4-Methylcatechol
- Names: Preferred IUPAC name 4-Methylbenzene-1,2-diol

Identifiers
- CAS Number: 452-86-8;
- 3D model (JSmol): Interactive image;
- ChEBI: CHEBI:17254;
- ChEMBL: ChEMBL158766;
- ChemSpider: 9564;
- DrugBank: DB04120;
- ECHA InfoCard: 100.006.559
- EC Number: 207-214-5;
- KEGG: C06730;
- PubChem CID: 9958;
- UNII: 12GLI7JGB3;
- CompTox Dashboard (EPA): DTXSID5020861 ;

Properties
- Chemical formula: C_{7}H_{8}O_{2}
- Molar mass: 124.139 g·mol^{−1}
- Hazards: GHS labelling:
- Pictograms: GHS07: Exclamation mark
- Signal word: Warning
- Hazard statements: H302, H312, H315, H319, H335
- Precautionary statements: P261, P264, P264+P265, P270, P271, P280, P301+P317, P302+P352, P304+P340, P305+P351+P338, P317, P319, P321, P330, P332+P317, P337+P317, P362+P364, P403+P233, P405, P501

= 4-Methylcatechol =

4-Methylcatechol is an organic compound with the formula CH3C6H3(OH)2 A white solid, it is one of the isomers of methylbenzenediol.

== Metabolism ==
The enzyme cis-1,2-dihydroxy-4-methylcyclohexa-3,5-diene-1-carboxylate dehydrogenase uses
cis-1,2-dihydroxy-4-methylcyclohexa-3,5-diene-1-carboxylate and NAD(P)^{+} to produce 4-methylcatechol, NADH, NADPH and CO_{2}.

== Related compounds ==
Members of the monocot subfamily Amaryllidoideae present a unique type of alkaloids, the norbelladine alkaloids, which are 4-methylcatechol derivatives combined with tyrosine. They are responsible for the poisonous properties of a number of the species. Over 200 different chemical structures of these compounds are known, of which 79 or more are known from Narcissus alone.

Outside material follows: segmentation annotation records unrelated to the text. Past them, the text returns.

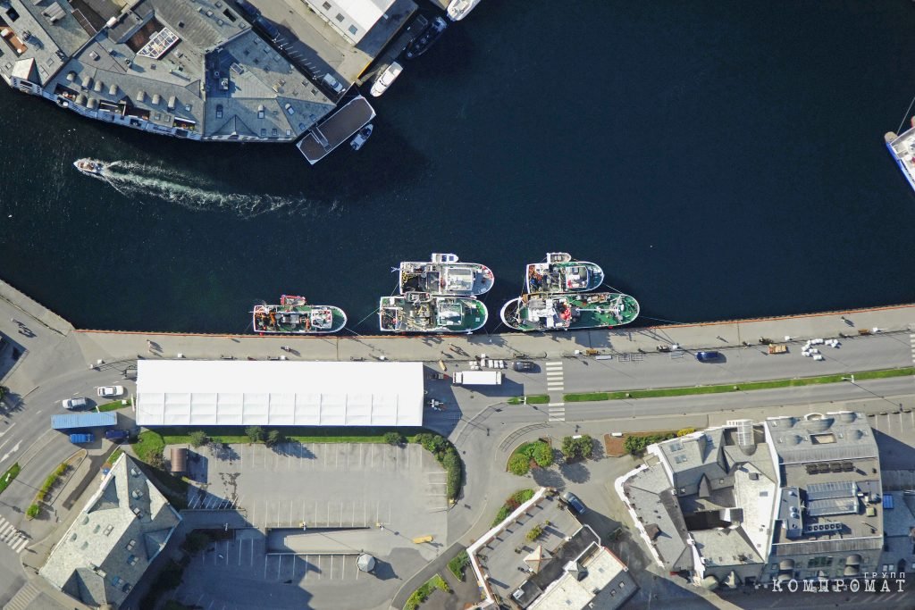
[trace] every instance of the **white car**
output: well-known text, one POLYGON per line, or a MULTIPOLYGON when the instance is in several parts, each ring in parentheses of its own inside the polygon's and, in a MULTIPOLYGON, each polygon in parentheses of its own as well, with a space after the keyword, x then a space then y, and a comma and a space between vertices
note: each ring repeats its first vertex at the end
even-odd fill
POLYGON ((102 398, 114 398, 124 393, 124 386, 102 386, 96 390, 102 398))

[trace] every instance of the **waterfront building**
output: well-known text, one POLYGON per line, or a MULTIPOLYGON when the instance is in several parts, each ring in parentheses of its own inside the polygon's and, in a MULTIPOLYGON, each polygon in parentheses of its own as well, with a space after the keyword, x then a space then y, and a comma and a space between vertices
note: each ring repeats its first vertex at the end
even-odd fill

== Production and occurrence==

Calone, a derivative of 4-methylcatechol, is known in the fragrance industry as "watermelon ketone" for its distinctive odor.

The brand of low-temperature coke used as a smokeless fuel Coalite obtains homocatechol from ammoniacal liquor by solvent extraction, distillation and crystallisation.

Being structurally related to lignans, it is contributes to the aerosol generate by combustion of wood.

It is a component of castoreum, the exudate from the castor sacs of the mature beaver.